Il G7 italiano rappresenta il primo punto di contatto tra gli impegni della COP28 di Dubai e la COP29 di Baku e la COP30 in Brasile nel 2025. In Puglia sarà necessario gettare le basi per la creazione di un nuovo regime finanziario globale e per lo sviluppo di piani di decarbonizzazione allineati all’obiettivo l’1,5 °C, capaci di sbloccare investimenti pubblici e privati.
Per i Paesi G7, questo si traduce in primis nell’uscita dal carbone per la produzione elettrica entro il 2035 e nell’eliminazione dei sussidi ai combustibili fossili entro il 2025. Nonché nel sostenere la Presidenza brasiliana del G20 per progredire nella riforma dell’architettura finanziaria internazionale.

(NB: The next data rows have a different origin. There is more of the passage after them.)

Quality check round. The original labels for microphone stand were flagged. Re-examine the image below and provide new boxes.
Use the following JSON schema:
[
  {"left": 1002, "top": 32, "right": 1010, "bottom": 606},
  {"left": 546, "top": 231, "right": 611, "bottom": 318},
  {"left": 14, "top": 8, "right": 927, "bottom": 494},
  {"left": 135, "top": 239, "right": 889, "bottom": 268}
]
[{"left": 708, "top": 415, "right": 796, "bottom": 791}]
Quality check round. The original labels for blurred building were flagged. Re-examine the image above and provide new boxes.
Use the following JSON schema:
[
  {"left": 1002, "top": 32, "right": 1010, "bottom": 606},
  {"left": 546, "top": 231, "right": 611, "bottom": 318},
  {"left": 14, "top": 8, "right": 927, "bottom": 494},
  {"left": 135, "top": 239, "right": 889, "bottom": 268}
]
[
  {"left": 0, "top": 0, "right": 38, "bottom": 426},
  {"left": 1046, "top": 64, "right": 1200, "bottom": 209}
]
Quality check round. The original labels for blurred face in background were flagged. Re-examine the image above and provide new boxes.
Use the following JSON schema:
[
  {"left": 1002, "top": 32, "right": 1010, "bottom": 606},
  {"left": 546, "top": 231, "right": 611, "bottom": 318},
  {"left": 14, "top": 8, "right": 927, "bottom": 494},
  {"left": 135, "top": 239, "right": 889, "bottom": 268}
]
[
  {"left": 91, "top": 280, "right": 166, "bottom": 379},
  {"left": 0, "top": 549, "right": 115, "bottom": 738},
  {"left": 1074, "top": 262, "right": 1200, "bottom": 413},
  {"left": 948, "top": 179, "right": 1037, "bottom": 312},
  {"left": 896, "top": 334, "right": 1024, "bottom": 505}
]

Avanzamenti sull’agenda clima da parte del G7 significano anche: impegno a triplicare la capacità di energia rinnovabile nazionale entro il 2030, eliminare il sostegno pubblico per gli investimenti nel settore del gas ed evidenziare l’inutilità di nuovi investimenti in produzione e ricerca di petrolio e gas.
Il G7 può inoltre aprire la strada a nuovi e ambizioni obiettivi finanziari che saranno discussi alla COP29 per rafforzare in modo sostanziale i finanziamenti per lo sviluppo e il clima. L’anno di Presidenza italiana del G7 coincide anche il ventunesimo rifinanziamento dell’Associazione Internazionale per lo Sviluppo della Banca Mondiale (IDA). Il G7 dovrebbe cogliere l’occasione per concordare su un rifinanziamento ambizioso, ovvero superando la soglia critica dei 100 miliardi di dollari, come proposto dalla Banca Mondiale, o dei 120 miliardi di dollari attesi dai leader africani, come espresso recentemente dal Presidente del Kenya Ruto e dalla ex Presidente del Malawi Joyce Banda. E come anche richiesto anche da molte realtà della società civile italiana che rappresentano migliaia di persone e organizzazioni impegnate nella cooperazione e sviluppo.
La riflessione su IDA va di pari passo con le discussioni sulla questione sempre più pressante del debito, che per l’Italia dovrebbe assumere un carattere centrale soprattutto nella relazione con l’Africa vista l’elevata fragilità debitori di molti paesi. Il G7 dovrebbe quindi concentrarsi su proposte di riforma dell’architettura finanziaria internazionale che aiutino a risolvere la sofferenza debitoria e ad accedere a finanza a basso costo per creare opportunità o diversificare le economie dipendenti dai combustibili fossili. Per l’Italia questo implica anche superare approcci tradizionali legati a concetti sulla sicurezza energetica e al ruolo degli idrocarburi che al momento caratterizzano la presenza italiana in Africa.
Il G7 discuterà inoltre di un’iniziativa sui sistemi alimentari che mira ad affrontare congiuntamente la crisi climatica e quella alimentare per rendere l’agricoltura più resiliente ai cambiamenti climatici. Iniziativa che con buona probabilità si lega alle iniziative contenute nel Piano Mattei e alle relazioni del nostro Paese nel Mediterraneo e nel continente africano.
In ballo al G7 non c’è quindi solo l’immediato futuro ma anche quello più prossimo. Riusciranno i leader ad uscire dalla rischiosissima miopia del presente per assicurare uno sguardo di più lungo periodo che ponga le basi per una rinnovata collaborazione tra le nazioni e una pace duratura tra i popoli?